The Hatgyi Dam is a joint venture funded by Thailand's Electricity Generating Authority (EGAT), China's Sinohydro Corporation, and Myanmar's Ministry of Electric Power alongside the International Group of Entrepreneurs (IGE). EGAT, a Thai government-owned company that has been building dams since 1964, would receive the bulk of the generated power. The arrangement follows a familiar pattern in the region: energy infrastructure built in one country to serve the grid of another, with the communities nearest the construction bearing the heaviest costs. The dam site sits in the Myaing Gyi Ngu area of Hlaing Bwe Township, an area that is both ethnically diverse and ecologically sensitive. For the Karen villagers who live there, the project represents the arrival of outside interests in a landscape they have managed, and fought over, for generations.
In 2013, the Karen National Union informed local villagers that nine Karen villages would be flooded and damaged if the Hatgyi Dam were built. The prospect of displacement is not abstract here -- these are communities with homes, farms, and histories rooted in the Salween's floodplain. Paul Sein Twa, director of the Karen Environmental and Social Action Network (KESAN), stated plainly that local people do not want dams on the Salween without the free, prior, and informed consent of impacted communities. An open letter from the Karen Rivers Watch echoed the point: there had been little consultation with affected communities, and the majority of local populations opposed the project. The criticism is not merely about water levels. It is about who decides what happens to a landscape, and whether the people who live on it get any say.
The Hatgyi Dam has become entangled with Myanmar's longest-running civil conflict. International Rivers has documented how the project has obstructed peace negotiations between the Karen National Union (KNU) and the Myanmar Army. A temporary ceasefire was signed between the two sides, but within months witnesses reported eight army battalions near the dam site -- a buildup that locals and Karen leaders interpreted as protection for the construction, not for the peace. The Democratic Karen Buddhist Army (DKBA) was forced to evacuate the dam area. Colonel Saw Maung Kyar, the DKBA's tactical operations commander, warned that problems would worsen if the government used the dam as an excuse to increase its military presence.
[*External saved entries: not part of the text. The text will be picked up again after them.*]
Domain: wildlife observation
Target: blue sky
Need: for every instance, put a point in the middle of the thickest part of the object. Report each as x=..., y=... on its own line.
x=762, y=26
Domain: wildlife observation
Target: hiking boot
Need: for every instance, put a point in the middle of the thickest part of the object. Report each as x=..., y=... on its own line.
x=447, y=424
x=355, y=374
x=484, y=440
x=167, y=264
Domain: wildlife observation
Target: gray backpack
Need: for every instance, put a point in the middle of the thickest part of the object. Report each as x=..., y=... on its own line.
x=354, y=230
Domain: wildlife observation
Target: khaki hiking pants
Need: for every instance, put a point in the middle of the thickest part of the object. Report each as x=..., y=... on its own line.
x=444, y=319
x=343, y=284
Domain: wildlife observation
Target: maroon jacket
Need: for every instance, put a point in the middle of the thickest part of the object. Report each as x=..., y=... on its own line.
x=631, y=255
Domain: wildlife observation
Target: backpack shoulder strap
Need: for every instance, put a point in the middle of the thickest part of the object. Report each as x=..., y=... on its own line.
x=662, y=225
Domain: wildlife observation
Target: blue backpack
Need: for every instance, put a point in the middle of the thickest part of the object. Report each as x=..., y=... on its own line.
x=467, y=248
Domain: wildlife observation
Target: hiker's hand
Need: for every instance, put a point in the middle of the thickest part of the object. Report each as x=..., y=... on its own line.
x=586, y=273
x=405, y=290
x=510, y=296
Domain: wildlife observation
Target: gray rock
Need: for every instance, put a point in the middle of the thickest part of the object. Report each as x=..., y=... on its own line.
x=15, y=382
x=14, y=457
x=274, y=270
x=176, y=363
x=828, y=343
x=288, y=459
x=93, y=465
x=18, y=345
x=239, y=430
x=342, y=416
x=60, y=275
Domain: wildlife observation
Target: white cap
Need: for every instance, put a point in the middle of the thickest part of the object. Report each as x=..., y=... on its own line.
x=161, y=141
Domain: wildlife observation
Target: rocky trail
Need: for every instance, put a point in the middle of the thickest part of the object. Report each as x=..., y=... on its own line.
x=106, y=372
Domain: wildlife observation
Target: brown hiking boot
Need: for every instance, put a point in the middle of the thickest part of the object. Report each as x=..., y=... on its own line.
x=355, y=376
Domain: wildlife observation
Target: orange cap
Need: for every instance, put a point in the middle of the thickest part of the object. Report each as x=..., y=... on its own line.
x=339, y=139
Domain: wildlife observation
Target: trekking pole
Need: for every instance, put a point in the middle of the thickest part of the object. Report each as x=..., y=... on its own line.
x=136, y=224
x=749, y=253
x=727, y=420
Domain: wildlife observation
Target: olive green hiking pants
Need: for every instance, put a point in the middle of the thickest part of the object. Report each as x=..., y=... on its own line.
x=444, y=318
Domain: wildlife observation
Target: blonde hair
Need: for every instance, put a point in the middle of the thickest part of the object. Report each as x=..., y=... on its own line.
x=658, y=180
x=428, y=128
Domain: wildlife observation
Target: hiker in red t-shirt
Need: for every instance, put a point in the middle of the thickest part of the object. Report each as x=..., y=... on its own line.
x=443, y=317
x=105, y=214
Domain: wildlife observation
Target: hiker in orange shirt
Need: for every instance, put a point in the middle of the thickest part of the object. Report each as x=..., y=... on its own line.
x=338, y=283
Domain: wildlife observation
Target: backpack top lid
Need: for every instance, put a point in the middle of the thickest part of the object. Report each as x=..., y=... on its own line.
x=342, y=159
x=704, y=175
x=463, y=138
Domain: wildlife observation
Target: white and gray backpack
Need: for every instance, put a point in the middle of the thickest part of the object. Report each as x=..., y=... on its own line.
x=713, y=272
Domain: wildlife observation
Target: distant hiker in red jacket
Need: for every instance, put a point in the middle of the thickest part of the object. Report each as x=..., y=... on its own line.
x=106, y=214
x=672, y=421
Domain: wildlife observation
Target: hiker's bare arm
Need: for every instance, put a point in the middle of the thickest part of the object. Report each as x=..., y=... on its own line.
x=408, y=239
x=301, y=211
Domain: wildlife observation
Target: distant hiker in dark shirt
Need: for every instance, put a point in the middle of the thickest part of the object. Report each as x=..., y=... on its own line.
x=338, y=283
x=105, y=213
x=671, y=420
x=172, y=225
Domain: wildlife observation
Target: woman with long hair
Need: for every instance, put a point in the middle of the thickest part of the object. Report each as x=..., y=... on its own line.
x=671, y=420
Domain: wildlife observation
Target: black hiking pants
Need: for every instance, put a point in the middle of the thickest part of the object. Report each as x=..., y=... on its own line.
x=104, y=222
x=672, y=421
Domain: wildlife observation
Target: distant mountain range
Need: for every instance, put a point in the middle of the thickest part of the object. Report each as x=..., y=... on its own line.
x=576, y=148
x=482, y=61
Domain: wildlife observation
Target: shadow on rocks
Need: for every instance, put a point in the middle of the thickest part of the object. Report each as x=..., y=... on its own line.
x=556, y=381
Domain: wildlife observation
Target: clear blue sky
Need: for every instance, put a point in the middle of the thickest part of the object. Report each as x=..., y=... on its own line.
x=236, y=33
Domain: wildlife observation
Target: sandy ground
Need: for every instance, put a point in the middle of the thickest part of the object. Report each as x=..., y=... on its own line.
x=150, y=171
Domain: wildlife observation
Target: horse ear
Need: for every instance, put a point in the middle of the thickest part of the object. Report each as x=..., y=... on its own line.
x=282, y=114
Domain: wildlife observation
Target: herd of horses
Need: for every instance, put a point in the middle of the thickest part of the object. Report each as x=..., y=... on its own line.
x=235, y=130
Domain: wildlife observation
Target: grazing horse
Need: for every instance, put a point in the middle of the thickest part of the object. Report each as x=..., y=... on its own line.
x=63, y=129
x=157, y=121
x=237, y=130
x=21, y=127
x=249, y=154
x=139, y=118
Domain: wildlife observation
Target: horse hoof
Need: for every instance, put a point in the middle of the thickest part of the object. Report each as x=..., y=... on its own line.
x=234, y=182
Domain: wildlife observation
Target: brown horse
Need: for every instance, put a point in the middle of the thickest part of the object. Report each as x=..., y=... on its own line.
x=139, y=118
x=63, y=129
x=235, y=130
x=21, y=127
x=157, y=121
Naw Paw Gay of the Karen Rivers Watch described what that presence means in practice: forced labor, villagers compelled to carry military rations and ammunition, and civilians ordered to lead soldiers through mined areas. The dam, in this telling, is not just infrastructure. It is a pretext for military control over contested territory.
The environmental stakes are as high as the political ones. The Salween is one of the longest free-flowing rivers in Southeast Asia, and the Hatgyi Dam site sits near an active geological fault line. Environmental researcher Steve Thompson of KESAN warned that the dam could wipe out many or most riverine fish species, with serious consequences for villagers who depend on the river for food and livelihood. The Karen Rivers Watch described the site as an ecologically sensitive area. Environmental assessments have flagged risks of flooding, biodiversity loss, soil degradation, pollution, and deforestation. The Salween's value is not only ecological. For the indigenous communities along its banks, the river is a transportation route, a food source, a cultural anchor, and a boundary that has defined territorial identity for centuries. Damming it would not merely alter a waterway. It would restructure the relationship between a people and the landscape they call home.
Located at 17.53N, 97.75E in Karen State, southeastern Myanmar, at the proposed dam site on the Salween River roughly 33 km downstream of its confluence with the Moei River. The Salween gorge is visible from altitude as a deep river valley cutting through dense forest in the Dawna Range along the Thai-Myanmar border. Nearest airport is Mae Sot (VTPM) on the Thai side, approximately 80 km to the south. Yangon International Airport (VYYY) is roughly 300 km to the west. Terrain is rugged and mountainous. Best visibility in the dry season (November to March).